/ 3 min read / Systems / Growing

Safe GitLab upgrades with required stops

A GitLab Omnibus major upgrade stays easier to reason about when each required stop gets its own rollback point, validation pass, and background-migration soak.

Context

Upgrading a self-managed GitLab Omnibus node across major versions is rarely risky because of one dramatic step.

The real risk comes from stacking too many moving parts at once:

  • package changes
  • PostgreSQL compatibility
  • service restarts
  • background migrations
  • weak rollback boundaries

For a single-node GitLab with embedded PostgreSQL, the safer question is not “how fast can the instance reach the latest version?” It is “how small can each failure domain be while still making forward progress?”

Decision / Insight

Use GitLab’s required upgrade stops as hard operational boundaries, and treat each stop as its own mini-migration.

The important pattern is not only the version sequence. It is the discipline around each stop:

  1. create a fresh rollback point,
  2. validate the current state before changing anything,
  3. upgrade exactly to the next required stop,
  4. wait for the instance to stabilize,
  5. let batched background migrations drain before moving again.

That shape reduces ambiguity during the upgrade and keeps rollback decisions simple.

Breakdown

The pattern that proved stable in practice was:

  • 17.11.3-ee.0 -> 17.11.7-ee.0
  • 17.11.7-ee.0 -> 18.2.8-ee.0
  • 18.2.8-ee.0 -> 18.5.5-ee.0
  • 18.5.5-ee.0 -> 18.8.7-ee.0
  • 18.8.7-ee.0 -> 18.9.3-ee.0

Each stop used the same control loop:

  • fresh EBS snapshot of the GitLab root volume
  • fresh logical backup
  • fresh copies of gitlab.rb and gitlab-secrets.json
  • runner pause during the package window
  • post-upgrade validation before resuming normal traffic

Three operational details mattered more than expected.

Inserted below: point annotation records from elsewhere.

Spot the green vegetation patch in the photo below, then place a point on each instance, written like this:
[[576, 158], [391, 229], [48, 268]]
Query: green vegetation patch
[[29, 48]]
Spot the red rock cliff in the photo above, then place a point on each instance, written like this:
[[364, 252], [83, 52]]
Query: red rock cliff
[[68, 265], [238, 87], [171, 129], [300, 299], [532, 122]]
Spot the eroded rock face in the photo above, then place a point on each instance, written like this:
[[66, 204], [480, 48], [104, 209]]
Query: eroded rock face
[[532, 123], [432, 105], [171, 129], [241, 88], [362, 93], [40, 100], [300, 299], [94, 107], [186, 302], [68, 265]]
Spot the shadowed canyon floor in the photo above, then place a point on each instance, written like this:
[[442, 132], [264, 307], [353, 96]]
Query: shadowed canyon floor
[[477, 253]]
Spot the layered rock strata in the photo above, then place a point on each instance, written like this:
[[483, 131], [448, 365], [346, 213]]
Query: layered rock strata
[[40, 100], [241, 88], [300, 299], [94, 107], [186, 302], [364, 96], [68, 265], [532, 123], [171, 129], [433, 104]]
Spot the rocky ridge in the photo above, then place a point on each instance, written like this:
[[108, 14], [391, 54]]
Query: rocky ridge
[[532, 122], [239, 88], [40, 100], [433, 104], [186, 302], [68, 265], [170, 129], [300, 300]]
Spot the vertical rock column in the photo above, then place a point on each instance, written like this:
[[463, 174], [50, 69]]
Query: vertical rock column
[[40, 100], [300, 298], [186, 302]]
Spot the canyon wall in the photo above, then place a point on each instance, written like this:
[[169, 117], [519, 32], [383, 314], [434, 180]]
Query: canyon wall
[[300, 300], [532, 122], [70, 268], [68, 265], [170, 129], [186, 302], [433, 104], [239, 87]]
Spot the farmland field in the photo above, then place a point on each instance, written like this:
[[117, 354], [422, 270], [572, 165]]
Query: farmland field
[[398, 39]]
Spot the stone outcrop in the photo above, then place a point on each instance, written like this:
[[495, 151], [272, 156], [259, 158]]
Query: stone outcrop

Background migrations are a real gate

Do not treat a version as complete just because apt finished and the UI loaded.

GitLab may still be draining batched background migrations created by that stop. Moving forward before they reach 0 increases uncertainty for the next package window and makes troubleshooting harder.

A transient 502 is not an automatic rollback trigger

During several stops, GitLab returned 502 Bad Gateway while Puma was still preloading and gitlab.socket had not been recreated yet.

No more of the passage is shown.